Summer, summer, summer

Summer, summer, summer

Ahh summer!

Ice cream, long sandy days at the beach, barbecues. We wait all year long for the summer.

Why do we do that? If you are a teacher, you have the summers off. If you are a kid, you have the summers off. Some people go on vacation during the summer. I have fond recollections of the two-week road trips my family would take — they were road trips, because my mom was afraid to fly. We would pile into the car, maps in hand, and off we would go. I have been to all 13 original colonies and more dead presidents’ homes than I care to mention…but those trips were lots of fun.

This summer, thanks to my addiction to social media, I have been on many amazing vacations. I started in St. Lucia (you know who you are), and I have been to Spain, Russia, Croatia, Alaska, Hawaii, Australia, Israel, Italy, and Iceland. Oh, and I saw the rock of Gibraltar, which may or may not be near or in Spain. Geography isn’t my thing (or math or science or history, but I digress).

Summer is a time for rest and relaxation, though sometimes I wonder where it got its reputation from. Because, like everything else, what your summer is like is based on where you are in life.

When my boys were little, and no one was in camp of any kind yet, those long summer days were very, very long. Keeping them happy and occupied when the sun never sets and the weather is scorching becomes an Olympic sport. Bubbles, sidewalk chalk, trips to the zoo — they all become a test of patience and parental skill. Will the snack make it through a day trip? Will your kids fall asleep on the car ride home and then get a second wind and not go to sleep at night? Which flavors of ices stain clothing permanently? How much water can a swim diaper really hold?

As they got older, the summers did become more relaxing, because we could send the boys off to sleepaway camp. (Quite honestly, summers became more relaxing when they were all out of diapers — but that is for another column.) The day finally arrived when all three of my gifts from God were going away. We brought them to the bus stop and saw parents sobbing, “Oh, how I am going to miss my precious angels!” they would weep. Oh, you mean the precious angels who you were screaming at in the mall because they couldn’t decide which sneakers they wanted? Or the precious angels who you were screaming at because they never did their homework? Or because they were fighting with their siblings? Those precious angels?
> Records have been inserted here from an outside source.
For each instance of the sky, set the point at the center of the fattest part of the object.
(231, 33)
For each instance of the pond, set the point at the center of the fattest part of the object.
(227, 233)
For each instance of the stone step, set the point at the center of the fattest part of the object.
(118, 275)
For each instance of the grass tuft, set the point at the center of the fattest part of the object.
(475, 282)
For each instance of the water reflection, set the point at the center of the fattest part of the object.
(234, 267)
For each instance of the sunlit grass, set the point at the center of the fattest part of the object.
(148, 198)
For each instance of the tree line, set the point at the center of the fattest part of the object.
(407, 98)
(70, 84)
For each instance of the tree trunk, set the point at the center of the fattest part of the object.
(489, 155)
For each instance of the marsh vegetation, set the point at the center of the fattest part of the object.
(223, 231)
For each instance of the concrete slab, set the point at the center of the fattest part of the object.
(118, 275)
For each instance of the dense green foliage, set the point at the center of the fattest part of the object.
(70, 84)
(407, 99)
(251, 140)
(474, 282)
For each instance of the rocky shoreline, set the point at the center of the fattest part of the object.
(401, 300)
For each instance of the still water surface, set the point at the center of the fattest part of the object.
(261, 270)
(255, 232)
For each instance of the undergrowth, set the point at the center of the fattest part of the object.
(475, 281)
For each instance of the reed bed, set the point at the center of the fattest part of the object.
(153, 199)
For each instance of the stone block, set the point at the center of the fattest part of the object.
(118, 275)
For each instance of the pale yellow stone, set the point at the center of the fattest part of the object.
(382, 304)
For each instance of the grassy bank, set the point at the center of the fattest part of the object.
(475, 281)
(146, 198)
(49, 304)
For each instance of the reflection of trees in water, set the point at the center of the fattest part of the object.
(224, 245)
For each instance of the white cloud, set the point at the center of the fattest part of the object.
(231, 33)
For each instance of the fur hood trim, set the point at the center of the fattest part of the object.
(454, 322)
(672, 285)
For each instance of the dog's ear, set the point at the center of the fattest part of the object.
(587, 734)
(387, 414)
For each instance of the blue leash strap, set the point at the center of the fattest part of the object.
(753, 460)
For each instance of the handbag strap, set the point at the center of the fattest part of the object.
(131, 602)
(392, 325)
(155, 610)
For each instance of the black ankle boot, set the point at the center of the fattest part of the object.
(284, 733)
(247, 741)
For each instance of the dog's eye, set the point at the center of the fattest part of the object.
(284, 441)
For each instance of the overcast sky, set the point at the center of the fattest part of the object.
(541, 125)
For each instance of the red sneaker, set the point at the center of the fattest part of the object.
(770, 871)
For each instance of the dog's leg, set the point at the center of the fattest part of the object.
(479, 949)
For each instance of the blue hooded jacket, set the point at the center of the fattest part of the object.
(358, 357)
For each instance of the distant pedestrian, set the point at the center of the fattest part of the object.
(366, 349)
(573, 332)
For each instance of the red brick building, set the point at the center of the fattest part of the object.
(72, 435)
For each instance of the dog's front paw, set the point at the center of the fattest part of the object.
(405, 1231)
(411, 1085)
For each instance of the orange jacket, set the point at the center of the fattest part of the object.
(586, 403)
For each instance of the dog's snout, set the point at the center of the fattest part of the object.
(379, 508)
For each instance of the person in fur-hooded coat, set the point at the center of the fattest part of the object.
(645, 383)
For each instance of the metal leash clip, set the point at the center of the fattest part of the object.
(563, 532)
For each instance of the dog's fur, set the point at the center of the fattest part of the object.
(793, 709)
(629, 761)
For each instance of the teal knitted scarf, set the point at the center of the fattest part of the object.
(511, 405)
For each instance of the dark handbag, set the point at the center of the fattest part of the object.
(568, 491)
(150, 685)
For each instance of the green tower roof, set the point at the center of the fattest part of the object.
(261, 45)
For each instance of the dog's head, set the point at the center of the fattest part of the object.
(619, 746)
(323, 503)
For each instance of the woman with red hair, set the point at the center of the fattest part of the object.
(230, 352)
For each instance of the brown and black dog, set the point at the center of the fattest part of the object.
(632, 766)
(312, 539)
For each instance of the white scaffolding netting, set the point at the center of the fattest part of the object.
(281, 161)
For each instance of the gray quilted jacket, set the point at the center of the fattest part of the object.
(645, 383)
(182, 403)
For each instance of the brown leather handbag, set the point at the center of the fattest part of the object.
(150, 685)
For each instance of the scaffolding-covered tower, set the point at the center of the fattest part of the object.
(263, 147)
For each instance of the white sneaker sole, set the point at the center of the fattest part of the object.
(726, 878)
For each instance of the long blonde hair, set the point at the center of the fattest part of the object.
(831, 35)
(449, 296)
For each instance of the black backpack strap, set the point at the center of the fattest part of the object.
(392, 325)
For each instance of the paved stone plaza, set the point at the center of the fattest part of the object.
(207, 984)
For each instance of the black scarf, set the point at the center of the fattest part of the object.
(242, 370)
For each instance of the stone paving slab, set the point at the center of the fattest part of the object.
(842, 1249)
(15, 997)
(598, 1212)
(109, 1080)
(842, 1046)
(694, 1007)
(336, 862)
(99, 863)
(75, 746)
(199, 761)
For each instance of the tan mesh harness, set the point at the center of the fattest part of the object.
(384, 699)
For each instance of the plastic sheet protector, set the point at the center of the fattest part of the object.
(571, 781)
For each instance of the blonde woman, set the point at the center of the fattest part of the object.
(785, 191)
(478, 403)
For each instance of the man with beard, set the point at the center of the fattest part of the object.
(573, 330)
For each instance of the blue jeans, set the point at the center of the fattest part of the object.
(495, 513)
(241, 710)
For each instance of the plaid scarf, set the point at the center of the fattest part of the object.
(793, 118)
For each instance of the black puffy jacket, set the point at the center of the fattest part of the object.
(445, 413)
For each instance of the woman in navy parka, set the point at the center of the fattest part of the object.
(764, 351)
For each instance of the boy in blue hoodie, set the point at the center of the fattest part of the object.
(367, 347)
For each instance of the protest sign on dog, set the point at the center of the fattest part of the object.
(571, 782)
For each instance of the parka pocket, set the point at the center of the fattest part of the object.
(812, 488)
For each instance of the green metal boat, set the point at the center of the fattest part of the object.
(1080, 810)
I would like to think that I have a more realistic view of my boys. So at the bus stop, husband #1 and I were wondering if we were the worst parents in the world because we were ready to get out of there — and the buses hadn’t even left yet! I know what you are thinking. We wanted to get out of there so we could spend time together. Nope. He dropped me off at the Metropolitan Museum of Art, where I would be able to spend five blissful hours alone. Well, not really alone. It was me and Monet. But it was the first time in nine years that I wasn’t going to have a shadow, or someone asking me for something to eat, or where the bathroom was — or for anything for that matter.
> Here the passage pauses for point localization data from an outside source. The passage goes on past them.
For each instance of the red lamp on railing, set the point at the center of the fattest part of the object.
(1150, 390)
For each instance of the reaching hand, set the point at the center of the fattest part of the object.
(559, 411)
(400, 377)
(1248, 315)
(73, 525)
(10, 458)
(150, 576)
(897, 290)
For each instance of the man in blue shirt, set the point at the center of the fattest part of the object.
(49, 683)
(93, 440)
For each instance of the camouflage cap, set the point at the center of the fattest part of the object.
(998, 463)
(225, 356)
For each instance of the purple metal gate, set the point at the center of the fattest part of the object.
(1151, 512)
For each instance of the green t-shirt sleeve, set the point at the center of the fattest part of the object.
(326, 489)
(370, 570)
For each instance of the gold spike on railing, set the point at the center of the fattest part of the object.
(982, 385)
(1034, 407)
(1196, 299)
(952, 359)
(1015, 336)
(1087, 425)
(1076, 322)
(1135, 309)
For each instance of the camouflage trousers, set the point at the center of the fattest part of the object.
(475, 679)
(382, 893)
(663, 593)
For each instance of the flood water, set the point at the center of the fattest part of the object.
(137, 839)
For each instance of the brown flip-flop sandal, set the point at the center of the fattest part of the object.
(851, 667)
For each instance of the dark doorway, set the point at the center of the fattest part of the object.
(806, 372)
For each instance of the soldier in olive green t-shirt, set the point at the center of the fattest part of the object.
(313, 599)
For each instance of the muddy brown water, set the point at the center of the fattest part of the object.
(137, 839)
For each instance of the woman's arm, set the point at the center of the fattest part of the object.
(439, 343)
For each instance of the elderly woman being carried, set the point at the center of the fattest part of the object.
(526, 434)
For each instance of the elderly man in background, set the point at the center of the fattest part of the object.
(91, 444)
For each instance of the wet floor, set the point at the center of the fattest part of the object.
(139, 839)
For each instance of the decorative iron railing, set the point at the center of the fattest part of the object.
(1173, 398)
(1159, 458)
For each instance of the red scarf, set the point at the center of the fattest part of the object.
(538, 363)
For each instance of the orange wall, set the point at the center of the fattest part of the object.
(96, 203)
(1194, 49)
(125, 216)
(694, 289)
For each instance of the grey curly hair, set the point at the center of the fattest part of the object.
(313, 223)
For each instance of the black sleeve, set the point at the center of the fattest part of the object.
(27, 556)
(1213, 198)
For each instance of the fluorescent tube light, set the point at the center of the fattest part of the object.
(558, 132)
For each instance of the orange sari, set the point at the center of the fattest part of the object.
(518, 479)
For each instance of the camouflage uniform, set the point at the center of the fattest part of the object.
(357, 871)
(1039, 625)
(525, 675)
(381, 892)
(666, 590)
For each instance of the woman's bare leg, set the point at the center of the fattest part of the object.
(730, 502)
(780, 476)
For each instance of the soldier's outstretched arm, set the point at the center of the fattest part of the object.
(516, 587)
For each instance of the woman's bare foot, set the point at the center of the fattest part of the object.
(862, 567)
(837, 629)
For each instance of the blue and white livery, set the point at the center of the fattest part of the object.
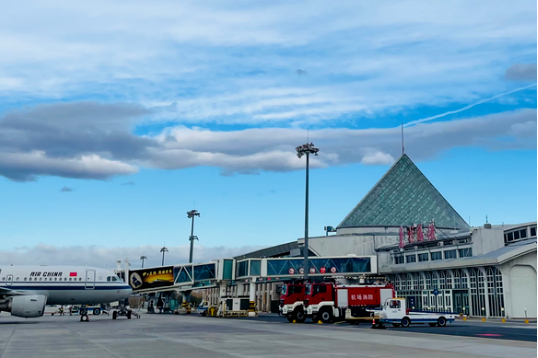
(25, 290)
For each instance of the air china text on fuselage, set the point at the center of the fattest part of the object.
(25, 290)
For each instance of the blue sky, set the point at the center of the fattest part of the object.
(116, 118)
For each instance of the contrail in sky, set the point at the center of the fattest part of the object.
(467, 107)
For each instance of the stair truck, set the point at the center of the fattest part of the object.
(291, 302)
(328, 302)
(394, 312)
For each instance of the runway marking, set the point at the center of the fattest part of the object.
(489, 335)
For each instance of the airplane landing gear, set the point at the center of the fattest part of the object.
(84, 314)
(124, 312)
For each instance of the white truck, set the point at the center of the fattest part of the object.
(394, 312)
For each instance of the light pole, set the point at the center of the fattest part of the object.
(306, 149)
(164, 250)
(191, 215)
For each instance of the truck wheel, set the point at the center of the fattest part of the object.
(300, 317)
(289, 318)
(326, 316)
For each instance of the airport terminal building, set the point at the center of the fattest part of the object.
(433, 257)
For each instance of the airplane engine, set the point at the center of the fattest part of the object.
(26, 306)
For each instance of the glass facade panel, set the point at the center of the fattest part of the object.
(387, 204)
(242, 269)
(255, 268)
(423, 257)
(468, 252)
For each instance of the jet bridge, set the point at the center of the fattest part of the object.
(188, 277)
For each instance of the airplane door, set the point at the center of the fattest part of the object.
(90, 279)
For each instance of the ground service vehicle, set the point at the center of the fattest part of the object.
(291, 302)
(328, 302)
(394, 312)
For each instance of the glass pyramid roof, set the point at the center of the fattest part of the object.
(403, 197)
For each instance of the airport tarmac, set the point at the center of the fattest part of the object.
(199, 337)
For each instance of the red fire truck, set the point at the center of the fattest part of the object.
(329, 302)
(291, 302)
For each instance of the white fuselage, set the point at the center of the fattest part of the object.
(64, 285)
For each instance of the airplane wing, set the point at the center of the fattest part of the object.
(7, 292)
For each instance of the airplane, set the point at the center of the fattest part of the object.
(26, 290)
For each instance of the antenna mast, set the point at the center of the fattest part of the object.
(403, 142)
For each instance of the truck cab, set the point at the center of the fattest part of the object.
(291, 302)
(394, 312)
(319, 299)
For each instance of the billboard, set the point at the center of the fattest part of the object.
(151, 278)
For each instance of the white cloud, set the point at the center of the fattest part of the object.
(50, 141)
(28, 166)
(377, 158)
(106, 257)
And before I know it, somehow, the summers of the boys going to sleepaway camp are over. I am in this lovely purgatory, and I am sincere in saying that it is lovely. This summer, I had two sons in Israel and one back at home. The one who is home is son #1. This probably is the most quality time we have spent with him, which I guess is what happens when your first two children are only 15 months apart.

It was nice having someone to wake up every morning (OK, I didn’t really do that) and someone to make dinner for every night (I sort of did that), because you never know what the future will bring, or who will be home next summer. I missed not having a visiting day to go to, even sitting in traffic for four hours going home, because no visiting day means I am getting OLD.

And now this summer is almost over. What did I do? Where did I go? Where did the summer go? All very good questions. Maybe if I wasn’t so old I could remember the answers…

Banji Ganchrow of Teaneck is hoping that all of her readers have been enjoying their summers. She is looking forward to having all of her monkeys home sometime in January.